Das Buch beginnt mit der Kolonialgeschichte Jamaikas und den Maroons – Guerillagruppen geflohener SklavInnen, die gegen die britischen KolonialistInnen Kriege führten. Zips schreibt über den ersten jamaikanischen Nationalhelden Marcus Mosiah Garvey (1987-1940) und dessen politisches Engagement gegen die rassistische Diskriminierung der Schwarzen in den Amerikas und für ein ermächtigendes Afrika-Bild. Daran anschließend widmet sich Zips seinen Erfahrungen mit Rastafari und geht auf unterschiedliche Ausprägungen der Rastafari-Philosophie sowie den Dub-Poeten Mutabaruka ein. Letzteren porträtiert er wegen seiner Performances und kritischen Kommentaren als eine Art soziales Gewissen Jamaikas.

Auch der alltäglichen Gewalt, dem seit 2010 wieder gestiegenen Interesse an Roots-Reggae und den Diskussionen um Homophobie und Sexismus in der Musik widmet Zips jeweils ein Kapitel. Er erläutert, dass der »exhibitionistische heterosexuelle Akt und Homophobie zwei Seiten ein und derselben Medaille« seien, die die jamaikanische Dancehall-Musik kennzeichne. Als Lösungsansatz für den Konflikt zwischen LGBTTIQ-AktivistInnen und Dancehall-KünstlerInnen schlägt er das Rastafari-Prinzip der »gleichen Rechte und Gerechtigkeit« vor. Dieses könne nur funktionieren, wenn damit auch Minderheiten und nicht nur »angepasste Lebensentwürfe« gemeint seien.

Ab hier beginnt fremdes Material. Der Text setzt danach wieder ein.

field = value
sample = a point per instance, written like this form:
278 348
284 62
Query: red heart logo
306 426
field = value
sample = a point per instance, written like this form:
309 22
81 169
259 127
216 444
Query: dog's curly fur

Die Kapitel zu Afrika gehen auf ein Kuru-Tanzfestival in Botswana, die Rolle des Löwen für die Rastas und die senegalesischen Sufis der Bayne Fall ein. Letztere begleitet Zips bei ihrer Pilgerfahrt nach Touba, einer Stadt im Senegal, in der sie Amadu Bamba (1853-1927) und dessen Widerstand gegen die französische Kolonialmacht gedenken. Der Kreis zurück zur afrikanischen Diaspora in der Karibik schließt sich, wenn Zips diese Sufi-Gemeinschaft wegen ihrer Lebensweise und ihrer Dreadlocks als muslimisches Pendant zu den jamaikanischen Rastas beschreibt.